Let's take a look at the datasets and them merge them together. 

In [108]:
lat_long.head()

Unnamed: 0,Postal Code,Latitude,Longitude
0,M1B,43.806686,-79.194353
1,M1C,43.784535,-79.160497
2,M1E,43.763573,-79.188711
3,M1G,43.770992,-79.216917
4,M1H,43.773136,-79.239476


In [109]:
postal_codes.head()

Unnamed: 0,PostalCode,Borough,Neighborhood
0,M9L,North York,Humber Summit
1,M2J,North York,"Fairview, Henry Farm, Oriole"
2,M6P,West Toronto,"High Park, The Junction South"
3,M1K,Scarborough,"Kennedy Park, Ionview, East Birchmount Park"
4,M1B,Scarborough,"Malvern, Rouge"


In [110]:
lat_long.shape, postal_codes.shape

((103, 3), (103, 3))

Great! They're the same shape. This will be easy.

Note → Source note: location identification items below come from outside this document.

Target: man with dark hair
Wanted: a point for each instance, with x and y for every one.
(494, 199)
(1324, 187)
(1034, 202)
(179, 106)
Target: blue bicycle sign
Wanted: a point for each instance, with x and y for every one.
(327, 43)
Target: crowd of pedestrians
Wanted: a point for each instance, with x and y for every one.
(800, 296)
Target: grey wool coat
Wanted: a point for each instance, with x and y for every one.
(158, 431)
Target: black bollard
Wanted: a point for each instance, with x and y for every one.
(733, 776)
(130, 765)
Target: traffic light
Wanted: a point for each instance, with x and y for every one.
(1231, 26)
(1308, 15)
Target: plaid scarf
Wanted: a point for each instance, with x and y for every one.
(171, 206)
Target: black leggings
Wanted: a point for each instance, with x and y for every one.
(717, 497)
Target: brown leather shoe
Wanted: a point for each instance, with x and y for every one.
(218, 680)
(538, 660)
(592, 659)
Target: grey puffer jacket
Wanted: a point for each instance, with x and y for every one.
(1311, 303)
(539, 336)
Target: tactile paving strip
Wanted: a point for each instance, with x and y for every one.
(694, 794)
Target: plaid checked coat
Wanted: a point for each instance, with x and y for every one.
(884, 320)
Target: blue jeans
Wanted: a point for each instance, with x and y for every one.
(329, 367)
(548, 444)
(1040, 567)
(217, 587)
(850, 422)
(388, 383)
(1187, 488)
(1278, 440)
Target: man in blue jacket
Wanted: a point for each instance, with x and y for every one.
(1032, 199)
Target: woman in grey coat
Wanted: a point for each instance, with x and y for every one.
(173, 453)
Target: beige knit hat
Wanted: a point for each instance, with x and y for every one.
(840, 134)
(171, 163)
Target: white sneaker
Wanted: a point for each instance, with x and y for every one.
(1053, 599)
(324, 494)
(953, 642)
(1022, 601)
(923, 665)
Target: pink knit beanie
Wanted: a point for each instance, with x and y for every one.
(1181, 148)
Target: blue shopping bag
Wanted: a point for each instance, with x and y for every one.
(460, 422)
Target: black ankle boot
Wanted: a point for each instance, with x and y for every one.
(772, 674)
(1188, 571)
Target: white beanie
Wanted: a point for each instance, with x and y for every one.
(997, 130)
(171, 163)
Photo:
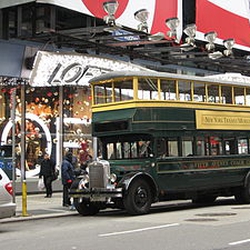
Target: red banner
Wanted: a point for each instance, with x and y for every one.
(229, 18)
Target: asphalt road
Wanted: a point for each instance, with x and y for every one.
(169, 226)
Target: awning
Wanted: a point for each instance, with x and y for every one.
(158, 12)
(117, 115)
(72, 69)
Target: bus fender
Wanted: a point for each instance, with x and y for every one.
(133, 176)
(247, 179)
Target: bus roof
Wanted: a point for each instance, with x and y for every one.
(235, 79)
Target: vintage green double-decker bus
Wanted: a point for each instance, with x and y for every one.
(166, 136)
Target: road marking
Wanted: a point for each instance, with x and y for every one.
(139, 230)
(239, 242)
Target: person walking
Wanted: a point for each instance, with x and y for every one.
(67, 178)
(47, 171)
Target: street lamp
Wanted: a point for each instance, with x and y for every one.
(110, 8)
(228, 43)
(142, 16)
(210, 37)
(172, 24)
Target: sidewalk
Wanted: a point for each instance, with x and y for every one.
(39, 207)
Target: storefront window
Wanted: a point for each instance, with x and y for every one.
(42, 123)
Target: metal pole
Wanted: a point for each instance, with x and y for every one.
(60, 130)
(13, 118)
(23, 151)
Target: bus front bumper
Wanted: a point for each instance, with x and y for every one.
(97, 194)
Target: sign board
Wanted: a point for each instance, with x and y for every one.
(159, 10)
(60, 69)
(230, 19)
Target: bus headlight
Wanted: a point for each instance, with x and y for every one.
(112, 178)
(83, 182)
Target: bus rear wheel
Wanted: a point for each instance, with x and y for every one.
(204, 199)
(85, 207)
(139, 198)
(243, 196)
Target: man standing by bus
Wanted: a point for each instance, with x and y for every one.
(67, 178)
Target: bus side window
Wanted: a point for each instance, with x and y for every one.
(215, 145)
(200, 146)
(187, 146)
(230, 146)
(173, 147)
(242, 146)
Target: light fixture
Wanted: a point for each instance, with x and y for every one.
(172, 24)
(142, 16)
(210, 37)
(228, 43)
(110, 8)
(190, 31)
(215, 55)
(156, 37)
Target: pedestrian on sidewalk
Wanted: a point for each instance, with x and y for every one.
(47, 171)
(67, 178)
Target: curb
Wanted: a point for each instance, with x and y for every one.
(20, 218)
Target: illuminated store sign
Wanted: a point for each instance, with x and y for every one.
(230, 20)
(59, 69)
(159, 10)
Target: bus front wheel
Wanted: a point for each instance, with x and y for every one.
(243, 196)
(84, 207)
(139, 198)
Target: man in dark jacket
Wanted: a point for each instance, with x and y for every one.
(47, 171)
(67, 178)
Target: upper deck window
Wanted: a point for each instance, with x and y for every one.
(199, 92)
(123, 90)
(168, 89)
(147, 89)
(185, 91)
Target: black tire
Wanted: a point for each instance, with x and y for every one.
(243, 196)
(85, 207)
(204, 199)
(138, 198)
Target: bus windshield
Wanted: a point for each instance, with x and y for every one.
(131, 148)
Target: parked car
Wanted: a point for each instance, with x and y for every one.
(7, 207)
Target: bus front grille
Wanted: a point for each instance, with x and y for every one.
(98, 175)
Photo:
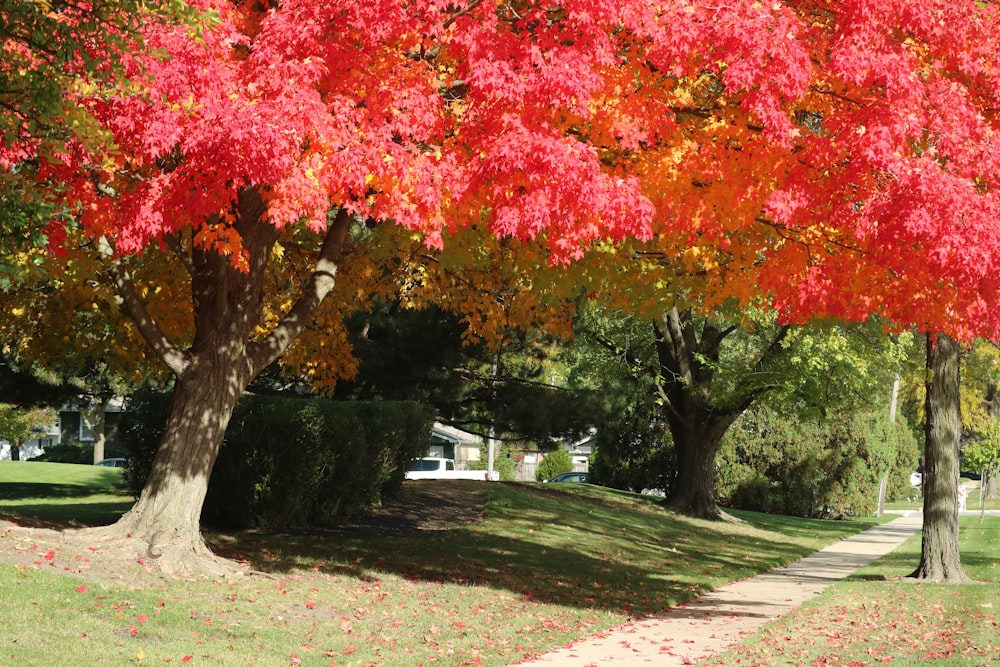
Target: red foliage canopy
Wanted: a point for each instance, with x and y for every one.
(900, 173)
(875, 123)
(432, 114)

Let's make sure the Postal Codes are sorted the same. 

In [111]:
lat_long = lat_long.sort_values(by=['Postal Code'])
lat_long

Unnamed: 0,Postal Code,Latitude,Longitude
0,M1B,43.806686,-79.194353
1,M1C,43.784535,-79.160497
2,M1E,43.763573,-79.188711
3,M1G,43.770992,-79.216917
4,M1H,43.773136,-79.239476
...,...,...,...
98,M9N,43.706876,-79.518188
99,M9P,43.696319,-79.532242
100,M9R,43.688905,-79.554724
101,M9V,43.739416,-79.588437


In [112]:
postal_codes = postal_codes.sort_values(by=['PostalCode'])
postal_codes

Unnamed: 0,PostalCode,Borough,Neighborhood
4,M1B,Scarborough,"Malvern, Rouge"
20,M1C,Scarborough,"Rouge Hill, Port Union, Highland Creek"
92,M1E,Scarborough,"Guildwood, Morningside, West Hill"
70,M1G,Scarborough,Woburn
37,M1H,Scarborough,Cedarbrae
...,...,...,...
87,M9N,York,Weston
22,M9P,Etobicoke,Westmount
54,M9R,Etobicoke,"Kingsview Village, St. Phillips, Martin Grove ..."
56,M9V,Etobicoke,"South Steeles, Silverstone, Humbergate, Jamest..."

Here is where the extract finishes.